More accurate information on recurrence and mortality will be obtained with longer follow-up of our cohort and with multi-institutional approach to study larger number of patients. Targeting patients treated in the era of adjuvant trastuzumab in future studies will make results more clinically relevant to current practice.

It is worth reminding here that there are other subtypes of breast cancer identified on genetic profiling. The luminal subtype C is further distinguished from luminal subtypes A and B by the high expression of a novel set of genes whose coordinated function is unknown, which is a feature they share with the basal-like and ERBB2 subtypes [1]. The luminal subtype B and C tumours might represent a clinically distinct group with a different and poor disease course, in particular with respect to relapse. Luminal subtype C is associated with the worst outcome of the three luminal subtypes.

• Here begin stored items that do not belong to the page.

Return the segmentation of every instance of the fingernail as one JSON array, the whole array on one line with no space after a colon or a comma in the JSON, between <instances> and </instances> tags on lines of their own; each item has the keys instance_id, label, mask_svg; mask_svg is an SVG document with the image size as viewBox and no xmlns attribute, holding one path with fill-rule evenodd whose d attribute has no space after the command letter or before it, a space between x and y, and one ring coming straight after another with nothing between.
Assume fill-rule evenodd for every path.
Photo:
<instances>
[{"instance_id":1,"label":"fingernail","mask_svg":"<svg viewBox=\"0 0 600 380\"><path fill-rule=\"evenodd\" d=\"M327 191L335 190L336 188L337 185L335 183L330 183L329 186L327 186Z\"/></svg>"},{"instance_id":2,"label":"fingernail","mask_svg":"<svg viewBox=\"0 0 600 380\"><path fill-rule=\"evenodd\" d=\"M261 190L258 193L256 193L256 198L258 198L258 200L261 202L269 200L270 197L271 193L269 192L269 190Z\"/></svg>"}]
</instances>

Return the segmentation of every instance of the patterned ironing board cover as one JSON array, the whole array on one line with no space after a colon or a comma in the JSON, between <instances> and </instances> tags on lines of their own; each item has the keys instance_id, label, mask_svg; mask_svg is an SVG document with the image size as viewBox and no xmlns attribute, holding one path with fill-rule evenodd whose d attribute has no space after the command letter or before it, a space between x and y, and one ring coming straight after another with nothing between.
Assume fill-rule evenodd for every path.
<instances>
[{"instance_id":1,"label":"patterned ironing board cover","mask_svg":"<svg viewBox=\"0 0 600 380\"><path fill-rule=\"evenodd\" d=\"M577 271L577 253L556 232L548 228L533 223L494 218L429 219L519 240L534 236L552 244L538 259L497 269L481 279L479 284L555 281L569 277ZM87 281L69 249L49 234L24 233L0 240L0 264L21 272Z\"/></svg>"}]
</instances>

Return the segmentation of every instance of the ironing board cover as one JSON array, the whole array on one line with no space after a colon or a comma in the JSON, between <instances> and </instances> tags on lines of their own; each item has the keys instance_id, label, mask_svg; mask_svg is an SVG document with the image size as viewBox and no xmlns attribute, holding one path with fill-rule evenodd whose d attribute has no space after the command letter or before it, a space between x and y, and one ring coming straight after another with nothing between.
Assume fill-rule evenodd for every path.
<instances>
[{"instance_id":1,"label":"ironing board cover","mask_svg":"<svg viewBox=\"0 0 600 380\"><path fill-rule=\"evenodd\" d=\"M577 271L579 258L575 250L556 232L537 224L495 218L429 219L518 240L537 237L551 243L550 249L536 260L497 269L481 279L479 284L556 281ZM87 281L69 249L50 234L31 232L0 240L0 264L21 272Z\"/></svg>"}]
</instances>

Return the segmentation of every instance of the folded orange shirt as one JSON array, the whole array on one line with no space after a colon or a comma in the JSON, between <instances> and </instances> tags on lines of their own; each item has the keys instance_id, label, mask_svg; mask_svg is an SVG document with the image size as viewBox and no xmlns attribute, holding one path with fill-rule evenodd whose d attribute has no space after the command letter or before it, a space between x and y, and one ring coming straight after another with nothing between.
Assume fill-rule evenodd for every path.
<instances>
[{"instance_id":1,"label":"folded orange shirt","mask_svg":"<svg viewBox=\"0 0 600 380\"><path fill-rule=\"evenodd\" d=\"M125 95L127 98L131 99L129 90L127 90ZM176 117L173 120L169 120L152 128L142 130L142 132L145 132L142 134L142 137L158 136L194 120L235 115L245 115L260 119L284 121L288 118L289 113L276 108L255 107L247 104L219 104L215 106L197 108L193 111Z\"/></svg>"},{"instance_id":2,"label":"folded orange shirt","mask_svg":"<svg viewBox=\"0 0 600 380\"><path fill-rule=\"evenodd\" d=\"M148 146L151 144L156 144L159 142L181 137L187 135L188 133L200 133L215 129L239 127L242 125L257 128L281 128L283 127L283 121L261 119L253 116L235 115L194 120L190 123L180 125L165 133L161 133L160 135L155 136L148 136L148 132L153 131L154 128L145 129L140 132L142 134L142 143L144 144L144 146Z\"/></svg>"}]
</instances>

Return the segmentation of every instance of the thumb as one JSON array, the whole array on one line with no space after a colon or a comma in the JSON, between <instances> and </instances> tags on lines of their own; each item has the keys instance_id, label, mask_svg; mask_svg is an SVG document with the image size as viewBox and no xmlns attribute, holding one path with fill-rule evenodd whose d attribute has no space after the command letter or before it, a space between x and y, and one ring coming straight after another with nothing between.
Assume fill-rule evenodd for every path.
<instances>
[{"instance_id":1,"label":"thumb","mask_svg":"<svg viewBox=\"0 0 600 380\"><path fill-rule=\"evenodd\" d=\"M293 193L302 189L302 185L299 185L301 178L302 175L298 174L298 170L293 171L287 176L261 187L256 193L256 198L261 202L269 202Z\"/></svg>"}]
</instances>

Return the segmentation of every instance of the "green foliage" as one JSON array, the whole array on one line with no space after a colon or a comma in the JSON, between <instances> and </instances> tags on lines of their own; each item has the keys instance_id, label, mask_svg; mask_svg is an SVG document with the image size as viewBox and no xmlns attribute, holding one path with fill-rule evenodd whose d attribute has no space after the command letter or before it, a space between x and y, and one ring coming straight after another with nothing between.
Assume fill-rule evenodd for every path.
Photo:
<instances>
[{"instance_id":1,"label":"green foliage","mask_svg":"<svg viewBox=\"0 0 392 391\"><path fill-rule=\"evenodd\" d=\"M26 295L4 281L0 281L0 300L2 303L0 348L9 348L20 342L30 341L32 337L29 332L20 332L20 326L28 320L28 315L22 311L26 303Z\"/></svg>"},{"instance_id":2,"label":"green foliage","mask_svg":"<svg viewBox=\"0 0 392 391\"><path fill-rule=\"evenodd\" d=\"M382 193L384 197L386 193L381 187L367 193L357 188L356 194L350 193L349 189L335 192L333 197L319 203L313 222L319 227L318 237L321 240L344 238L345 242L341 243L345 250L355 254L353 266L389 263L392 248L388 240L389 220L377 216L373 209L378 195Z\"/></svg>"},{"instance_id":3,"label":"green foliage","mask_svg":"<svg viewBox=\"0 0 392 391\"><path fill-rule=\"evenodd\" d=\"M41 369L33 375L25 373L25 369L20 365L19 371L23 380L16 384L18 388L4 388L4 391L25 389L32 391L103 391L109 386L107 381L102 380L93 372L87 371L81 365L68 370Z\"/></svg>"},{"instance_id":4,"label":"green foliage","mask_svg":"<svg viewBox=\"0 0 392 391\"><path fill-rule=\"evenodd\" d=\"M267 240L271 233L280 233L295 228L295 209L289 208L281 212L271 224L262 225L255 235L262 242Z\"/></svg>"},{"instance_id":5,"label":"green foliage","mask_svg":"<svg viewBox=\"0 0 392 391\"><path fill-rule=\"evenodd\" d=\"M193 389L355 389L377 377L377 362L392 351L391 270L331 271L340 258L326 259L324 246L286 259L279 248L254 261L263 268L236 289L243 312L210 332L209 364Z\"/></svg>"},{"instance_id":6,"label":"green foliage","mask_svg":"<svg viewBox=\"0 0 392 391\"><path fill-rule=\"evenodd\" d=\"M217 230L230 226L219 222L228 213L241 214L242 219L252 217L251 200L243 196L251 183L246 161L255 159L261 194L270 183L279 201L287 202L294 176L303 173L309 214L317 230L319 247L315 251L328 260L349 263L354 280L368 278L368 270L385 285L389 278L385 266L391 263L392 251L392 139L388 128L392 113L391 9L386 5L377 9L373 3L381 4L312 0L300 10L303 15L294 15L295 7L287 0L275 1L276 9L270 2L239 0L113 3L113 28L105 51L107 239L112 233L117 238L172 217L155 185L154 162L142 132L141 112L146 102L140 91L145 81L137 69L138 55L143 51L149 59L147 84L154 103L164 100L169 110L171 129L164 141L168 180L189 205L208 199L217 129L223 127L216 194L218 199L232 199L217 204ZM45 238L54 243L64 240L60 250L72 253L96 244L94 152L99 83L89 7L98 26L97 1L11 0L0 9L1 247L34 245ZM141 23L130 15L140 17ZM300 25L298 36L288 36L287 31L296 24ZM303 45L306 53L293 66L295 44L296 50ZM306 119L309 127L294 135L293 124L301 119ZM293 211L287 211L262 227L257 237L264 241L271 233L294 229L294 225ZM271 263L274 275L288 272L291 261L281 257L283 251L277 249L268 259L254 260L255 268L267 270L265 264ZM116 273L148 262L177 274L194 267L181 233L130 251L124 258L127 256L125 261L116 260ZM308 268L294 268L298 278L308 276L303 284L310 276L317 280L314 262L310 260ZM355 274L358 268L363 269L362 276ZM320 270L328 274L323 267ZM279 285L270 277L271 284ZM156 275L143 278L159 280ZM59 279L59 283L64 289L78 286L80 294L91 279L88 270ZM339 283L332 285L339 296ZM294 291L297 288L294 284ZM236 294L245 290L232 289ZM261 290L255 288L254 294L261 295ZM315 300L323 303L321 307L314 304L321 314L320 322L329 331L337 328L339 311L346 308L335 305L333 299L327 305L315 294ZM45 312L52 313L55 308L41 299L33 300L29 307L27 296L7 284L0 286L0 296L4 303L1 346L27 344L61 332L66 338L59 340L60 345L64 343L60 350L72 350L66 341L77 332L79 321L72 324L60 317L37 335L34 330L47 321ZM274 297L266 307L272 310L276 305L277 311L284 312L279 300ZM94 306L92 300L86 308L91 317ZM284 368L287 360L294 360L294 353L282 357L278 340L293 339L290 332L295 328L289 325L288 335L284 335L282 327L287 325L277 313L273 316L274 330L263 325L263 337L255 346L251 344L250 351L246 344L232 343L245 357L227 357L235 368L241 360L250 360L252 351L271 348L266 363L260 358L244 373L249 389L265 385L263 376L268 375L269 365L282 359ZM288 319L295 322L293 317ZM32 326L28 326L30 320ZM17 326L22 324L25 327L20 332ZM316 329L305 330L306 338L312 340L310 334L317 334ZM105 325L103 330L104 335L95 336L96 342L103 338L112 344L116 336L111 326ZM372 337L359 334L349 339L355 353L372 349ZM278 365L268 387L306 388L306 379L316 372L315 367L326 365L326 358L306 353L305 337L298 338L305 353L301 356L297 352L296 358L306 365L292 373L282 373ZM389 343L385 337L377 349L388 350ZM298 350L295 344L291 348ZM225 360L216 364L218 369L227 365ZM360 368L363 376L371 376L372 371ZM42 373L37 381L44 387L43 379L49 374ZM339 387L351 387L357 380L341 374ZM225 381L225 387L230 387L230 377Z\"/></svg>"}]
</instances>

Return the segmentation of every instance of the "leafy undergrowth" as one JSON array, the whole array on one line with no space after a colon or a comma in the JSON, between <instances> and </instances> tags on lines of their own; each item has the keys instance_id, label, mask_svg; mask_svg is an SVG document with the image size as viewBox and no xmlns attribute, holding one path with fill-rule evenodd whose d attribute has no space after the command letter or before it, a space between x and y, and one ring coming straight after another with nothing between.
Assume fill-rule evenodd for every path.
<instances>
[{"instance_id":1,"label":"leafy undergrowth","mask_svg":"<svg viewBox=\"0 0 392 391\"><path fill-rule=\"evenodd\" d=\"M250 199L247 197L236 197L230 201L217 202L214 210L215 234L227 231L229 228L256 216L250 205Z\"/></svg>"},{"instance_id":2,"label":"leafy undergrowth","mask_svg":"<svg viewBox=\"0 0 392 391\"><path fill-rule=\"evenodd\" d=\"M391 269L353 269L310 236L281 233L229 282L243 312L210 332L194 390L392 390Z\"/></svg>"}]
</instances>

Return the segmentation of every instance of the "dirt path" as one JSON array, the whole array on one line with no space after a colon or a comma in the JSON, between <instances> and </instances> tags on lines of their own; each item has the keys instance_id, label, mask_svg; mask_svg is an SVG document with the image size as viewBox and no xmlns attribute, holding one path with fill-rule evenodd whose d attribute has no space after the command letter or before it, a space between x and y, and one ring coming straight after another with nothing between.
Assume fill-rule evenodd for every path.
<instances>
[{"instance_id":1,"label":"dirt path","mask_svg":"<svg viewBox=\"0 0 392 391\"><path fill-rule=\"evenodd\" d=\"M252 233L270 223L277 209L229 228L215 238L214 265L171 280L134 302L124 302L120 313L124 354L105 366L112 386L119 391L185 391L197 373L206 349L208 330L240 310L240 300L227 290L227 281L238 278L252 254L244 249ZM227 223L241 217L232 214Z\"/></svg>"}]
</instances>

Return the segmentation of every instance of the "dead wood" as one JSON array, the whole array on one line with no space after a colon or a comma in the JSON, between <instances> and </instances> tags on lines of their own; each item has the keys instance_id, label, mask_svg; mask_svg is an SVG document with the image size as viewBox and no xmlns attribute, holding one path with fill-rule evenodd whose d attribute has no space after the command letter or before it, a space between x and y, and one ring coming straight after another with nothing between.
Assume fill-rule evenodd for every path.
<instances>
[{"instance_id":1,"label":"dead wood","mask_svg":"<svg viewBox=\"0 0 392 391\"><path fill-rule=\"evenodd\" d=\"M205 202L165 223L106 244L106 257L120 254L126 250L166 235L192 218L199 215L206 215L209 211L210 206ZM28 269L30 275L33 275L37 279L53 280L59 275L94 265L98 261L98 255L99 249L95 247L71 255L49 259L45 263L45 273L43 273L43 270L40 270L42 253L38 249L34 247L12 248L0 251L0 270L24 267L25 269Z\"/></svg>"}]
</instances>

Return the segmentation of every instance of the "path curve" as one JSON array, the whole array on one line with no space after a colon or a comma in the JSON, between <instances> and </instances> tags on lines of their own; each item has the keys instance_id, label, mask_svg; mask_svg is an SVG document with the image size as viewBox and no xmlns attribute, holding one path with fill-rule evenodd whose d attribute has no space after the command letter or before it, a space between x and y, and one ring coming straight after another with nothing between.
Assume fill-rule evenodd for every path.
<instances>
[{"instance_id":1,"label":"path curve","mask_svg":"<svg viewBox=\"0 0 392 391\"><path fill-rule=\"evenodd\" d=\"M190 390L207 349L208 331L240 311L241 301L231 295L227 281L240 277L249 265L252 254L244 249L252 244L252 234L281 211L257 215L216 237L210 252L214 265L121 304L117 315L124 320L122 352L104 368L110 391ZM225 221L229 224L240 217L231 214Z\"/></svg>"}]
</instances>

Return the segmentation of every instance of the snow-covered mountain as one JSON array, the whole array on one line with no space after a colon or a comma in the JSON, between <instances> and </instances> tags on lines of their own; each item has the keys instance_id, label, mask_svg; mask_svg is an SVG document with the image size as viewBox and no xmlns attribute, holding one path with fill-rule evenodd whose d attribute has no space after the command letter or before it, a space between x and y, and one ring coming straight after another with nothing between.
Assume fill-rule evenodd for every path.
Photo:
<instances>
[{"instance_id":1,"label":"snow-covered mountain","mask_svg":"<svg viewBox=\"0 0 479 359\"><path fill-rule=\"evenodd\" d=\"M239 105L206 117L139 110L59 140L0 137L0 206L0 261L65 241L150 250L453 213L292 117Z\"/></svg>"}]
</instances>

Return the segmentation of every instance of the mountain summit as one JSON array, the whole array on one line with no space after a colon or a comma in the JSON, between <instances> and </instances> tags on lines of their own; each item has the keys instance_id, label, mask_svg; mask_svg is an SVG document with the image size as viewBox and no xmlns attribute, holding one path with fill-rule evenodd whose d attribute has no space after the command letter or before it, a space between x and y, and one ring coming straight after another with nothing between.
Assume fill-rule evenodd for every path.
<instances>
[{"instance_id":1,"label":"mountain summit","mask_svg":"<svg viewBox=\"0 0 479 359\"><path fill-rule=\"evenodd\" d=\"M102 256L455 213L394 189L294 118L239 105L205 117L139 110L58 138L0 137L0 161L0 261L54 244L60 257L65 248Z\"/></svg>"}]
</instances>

The potential clinical significance of this molecular subtype is highlighted by the similarities in expression of some of the genes that are characteristic of the ER-tumours in the basal-like and ERBB2 subtypes, which suggests that the high level of expression of this set of genes is associated with poor disease outcomes.  Based on the above work by Sørlie T et al [1], it is possible that proportion of HER2 HR+/- patients in our series belong to the luminal C subtype. This may explain their high-risk features at presentation and a relatively high overall relapse rate (27.5%). Further genetic profile work is needed to classify HER2 HR+/- tumours.

Conclusion

At the current era of surrogacy of genetic profile and routine pathological feature of breast cancer, we identify HER2 HR+/- tumours as a subtype with high risk, presenting features and relatively poor clinical outcome possibly not very different from the increasingly recognized TN tumours.